New Delhi: The power sector may get a boost in the forthcoming budget as withholding tax on overseas investment in the sector may be removed to attract investments.
Also See | The year of living dangerously
“Our consultations with the finance ministry are over. Removal of withholding tax will accelerate overseas lending to the Indian power sector,” a senior official in the power ministry said on condition of anonymity. “We have asked for the removal of the tax and to our understanding this request may be accommodated.”
“We are given to understand that the budget may grant our wish,” another power ministry official said separately.

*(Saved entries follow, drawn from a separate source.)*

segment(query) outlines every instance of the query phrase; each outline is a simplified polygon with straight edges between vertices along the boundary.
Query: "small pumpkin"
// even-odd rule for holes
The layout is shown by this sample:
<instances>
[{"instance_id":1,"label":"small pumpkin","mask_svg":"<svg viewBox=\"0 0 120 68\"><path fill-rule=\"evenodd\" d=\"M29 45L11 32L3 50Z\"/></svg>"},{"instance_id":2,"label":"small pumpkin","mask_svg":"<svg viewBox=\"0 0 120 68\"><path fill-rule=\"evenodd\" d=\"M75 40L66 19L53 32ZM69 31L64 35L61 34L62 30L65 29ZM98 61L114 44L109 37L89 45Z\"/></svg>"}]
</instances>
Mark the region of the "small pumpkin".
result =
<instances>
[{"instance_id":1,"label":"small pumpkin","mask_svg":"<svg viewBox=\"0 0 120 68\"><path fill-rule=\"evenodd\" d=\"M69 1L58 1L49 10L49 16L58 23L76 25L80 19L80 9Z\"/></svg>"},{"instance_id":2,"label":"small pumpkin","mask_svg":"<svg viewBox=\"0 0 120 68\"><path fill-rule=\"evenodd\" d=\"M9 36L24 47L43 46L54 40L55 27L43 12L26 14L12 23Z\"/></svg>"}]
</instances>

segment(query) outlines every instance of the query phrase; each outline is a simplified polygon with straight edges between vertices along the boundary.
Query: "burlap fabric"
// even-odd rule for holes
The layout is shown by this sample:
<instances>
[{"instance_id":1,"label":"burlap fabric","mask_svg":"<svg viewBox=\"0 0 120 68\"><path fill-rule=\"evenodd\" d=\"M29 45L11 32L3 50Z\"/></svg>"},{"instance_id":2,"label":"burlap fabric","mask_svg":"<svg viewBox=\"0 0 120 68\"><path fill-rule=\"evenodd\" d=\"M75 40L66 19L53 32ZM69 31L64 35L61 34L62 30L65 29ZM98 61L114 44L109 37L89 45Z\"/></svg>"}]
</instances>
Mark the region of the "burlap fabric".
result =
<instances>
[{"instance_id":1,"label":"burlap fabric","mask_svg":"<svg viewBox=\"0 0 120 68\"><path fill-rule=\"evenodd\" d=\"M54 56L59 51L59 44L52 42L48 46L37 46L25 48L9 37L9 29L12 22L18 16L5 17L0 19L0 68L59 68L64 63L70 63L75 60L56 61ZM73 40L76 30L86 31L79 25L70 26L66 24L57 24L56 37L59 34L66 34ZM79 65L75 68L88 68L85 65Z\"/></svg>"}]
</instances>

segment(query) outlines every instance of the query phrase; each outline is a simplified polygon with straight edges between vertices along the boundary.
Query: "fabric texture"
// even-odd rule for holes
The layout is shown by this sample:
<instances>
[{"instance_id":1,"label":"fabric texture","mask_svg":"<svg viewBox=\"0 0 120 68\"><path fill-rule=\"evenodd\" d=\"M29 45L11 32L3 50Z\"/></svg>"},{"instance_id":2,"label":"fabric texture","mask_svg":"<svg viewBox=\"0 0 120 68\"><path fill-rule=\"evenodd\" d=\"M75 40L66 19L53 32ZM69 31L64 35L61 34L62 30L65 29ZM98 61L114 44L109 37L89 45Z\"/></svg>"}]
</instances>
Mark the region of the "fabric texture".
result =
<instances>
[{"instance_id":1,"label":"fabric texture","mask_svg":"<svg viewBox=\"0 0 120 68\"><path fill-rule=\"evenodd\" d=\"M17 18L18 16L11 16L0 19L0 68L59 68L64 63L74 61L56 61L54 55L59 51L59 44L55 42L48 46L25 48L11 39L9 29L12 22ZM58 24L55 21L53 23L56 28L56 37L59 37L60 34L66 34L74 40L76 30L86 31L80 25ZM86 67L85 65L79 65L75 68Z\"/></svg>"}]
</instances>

The finance ministry’s position could not be confirmed as it is under quarantine during the last phase of preparations for the Union budget, scheduled to be announced on 28 February.
Withholding tax is charged on the repatriation of income from equity or debt. Typically, an overseas investor can approach the tax authorities of its home jurisdiction to offset the tax deducted by Indian authorities.
“Exemption is always better than credit,” said Sujit Ghosh, partner at BMR Advisors Pvt. Ltd, explaining why foreign lenders want to be exempt from withholding tax. “If a lender has losses, exemption serves no purpose.”
The power ministry’s representations on exemption of withholding tax are driven by the funding needs of the sector.
The ability of the domestic financial system to fund long-gestation power projects is limited by sectoral caps set by the central bank.
According to Reserve Bank of India data, banks had an exposure of Rs2.43 trillion to power projects on 19 November, among the highest in relation to other sectors.
Generally, a power project has Rs70 of debt for every Rs100 invested, Ghosh said.
When Indian borrowers try to raise money overseas, they find their costs are higher on account of withholding tax, said an investment banker who did not want to be named as he is not authorized to speak to the media.
Overseas lenders find compliance costs going up if they have to approach their own tax authorities for credit when Indian tax authorities deduct withholding tax, the banker said. The effective withholding tax is around 22%, the banker added.
In such a situation, the lenders want Indian borrowers to add the extent of withholding tax to the interest rate, thereby increasing the cost of borrowing, the banker said.
India’s power sector, which is already struggling with funding shortfalls, will need $400 billion (around Rs18 trillion today) of investment during the 12th Plan (2012-17). The government is worried about the funding scarcity facing the power sector, which threatens to worsen an energy deficit that’s seen as a key bottleneck in efforts to sustain and boost economic growth.
India currently has a power generation capacity of 169,748MW. The 11th Plan had set a target of adding 78,577MW of generation capacity, requiring, at current estimates, some Rs10.31 trillion of investment. The power ministry estimates a Rs4.51 trillion funding shortfall. The target has since been revised to 62,374MW.